Катер военного образца был пришвартован к яхте кормой. Мужчина лет двадцати пяти с обнаженным загорелым торсом стоял на палубе, прижав к уху телефон.
– Suit yourself[10], – пригласил он. – Осталось позвонить и заказать экскурсию.
– Я уже здесь… и, кажется, вижу вас, если это вы стоите на полицейском катере…
– Я похож на серфингиста?
Загорелый, улыбаясь, посмотрел на комиссара и поскреб грудь.
– В общем и целом, – сказал Йона.
Они разъединились и пошли навстречу друг другу. Леннарт Юханссон натянул форменную рубашку с короткими рукавами и застегнул ее, спускаясь по сходням.
Йона оттопырил большой палец и мизинец – знак серфингистов. Леннарт улыбнулся – на загорелом лице сверкнули белые зубы:
– Я встаю на доску, если есть хоть одна волна.

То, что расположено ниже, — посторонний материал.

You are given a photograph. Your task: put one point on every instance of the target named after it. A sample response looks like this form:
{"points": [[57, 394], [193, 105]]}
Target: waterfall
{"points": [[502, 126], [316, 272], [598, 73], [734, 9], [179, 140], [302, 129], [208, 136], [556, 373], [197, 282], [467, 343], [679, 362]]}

Поэтому меня зовут Лэнс[11].
– Понятно.
Они подошли к яхте и остановились на причале возле сходней.
– «Стуребру 36, Рояйл Круизер», – сказал Леннарт. – Хорошее корыто, только изношенное. Зарегистрирована на Бьёрна Альмскуга.
– Вы связались с ним?
– Еще не успели.
Комиссар и Юханссон рассмотрели повреждения на носу яхты поближе. Повреждения, похоже, были свежими – между нитями стекловолокна не было водорослей.
– Я вызвал сюда эксперта. Он скоро появится, – сказал Йона.
– Крепко поцеловалась, – заметил Лэнс.
– Кто поднимался на борт, когда яхту нашли?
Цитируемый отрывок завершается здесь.